A mediados de octubre volvió a aparecer. Yo estaba tirado en mi litera contemplando las musarañas cuando escuché que afuera alguien pronunciaba mi nombre. Cuando salí a cubierta lo vi sentado en uno de los pilotes del puerto. Qué tal, Lebert, me dijo. Bajé a saludarlo y encendimos unos cigarrillos. Era una mañana fría, con algo de niebla y no se veía un alma por los alrededores. Toda la gente, supuse, estaría en el bar de Raoul. A lo lejos se escuchaba el ruido de los toros de un barco que estaba siendo estibado. Vamos a desayunar, me dijo. De acuerdo, vamos a desayunar, dije yo. Pero ninguno de los dos se movió. Del fondo de la escollera vimos que venía una persona. Belano se sonrió. Joder, dijo, es Ulises Lima. Nos quedamos quietos, esperándolo, hasta que llegó a donde estábamos. Ulises Lima era un tipo más bajo que Belano, pero más fornido. Como Belano, llevaba una mochila pequeña colgando del hombro. Nada más verse se pusieron a hablar en español, aunque su saludo, la forma en que se saludaron, fue más bien casual, sin énfasis. Les dije que me iba al bar de Raoul. Belano dijo de acuerdo, luego iremos nosotros para allá y yo los dejé allí, conversando.

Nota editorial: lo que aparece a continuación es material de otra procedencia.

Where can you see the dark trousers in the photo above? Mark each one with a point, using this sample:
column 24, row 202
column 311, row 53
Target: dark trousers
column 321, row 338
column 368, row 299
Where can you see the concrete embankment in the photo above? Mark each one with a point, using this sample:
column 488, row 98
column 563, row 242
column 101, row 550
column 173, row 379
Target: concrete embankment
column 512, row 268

En el bar estaban todos los tripulantes del Isobel, todos cariacontecidos, lo que no era para menos, aunque como yo digo, si las cosas te van mal, con entristecerte sólo te pueden ir peor. Así que entré, miré a la parroquia, dije un chiste en voz alta o me burlé de ellos y luego pedí un café con leche y un croissant y una copa de coñac y me puse a leer el Liberation del día anterior que compraba François y que solía dejar en el bar. Estaba leyendo un artículo sobre los yuyú del Zaire cuando Belano y su amigo entraron y se fueron directos a mi mesa. Pidieron cuatro croissants y los cuatro se los comió el desaparecido Ulises Lima. Luego pidieron tres sándwiches de jamón y queso y me invitaron uno. Me acuerdo que Lima tenía una voz rara. Hablaba el francés mejor que su amigo. No sé de qué hablamos, tal vez de los yuyús del Zaire, sólo sé que en un determinado momento de la conversación Belano me dijo si le podía conseguir trabajo a Lima. De buena gana me hubiera reído. Todos los que estamos aquí, le dije, buscamos trabajo. No, dijo Belano, me refiero a un trabajo en el barco. ¿En el Isobel? ¡Pero si son los del Isobel los que andan buscando trabajo!, le dije. Precisamente, dijo Belano, seguro que en estas circunstancias hay una plaza libre. En efecto, dos de los pescadores del Isobel habían encontrado trabajo de albañiles en Perpignan, algo que podía tenerlos ocupados por lo menos una semana. Sería cosa de consultarlo con el patrón, le dije. Lebert, dijo Belano, seguro que tú le puedes conseguir el trabajo a mi amigo. Pero no hay dinero, dije. Pero sí una litera, dijo Belano. El problema es que tu amigo no creo que sepa nada de pesca o de barcos, dije yo. Claro que sabe, dijo Belano, ¿eh, Ulises, verdad que sabes? Un chingo, dijo Lima. Yo me los quedé mirando porque estaba claro que eso no podía ser verdad, bastaba con verles las caras, pero luego pensé que quién era yo para estar tan seguro de los oficios de la gente, nunca he estado en América, yo qué sé cómo son los pescadores en esos parajes.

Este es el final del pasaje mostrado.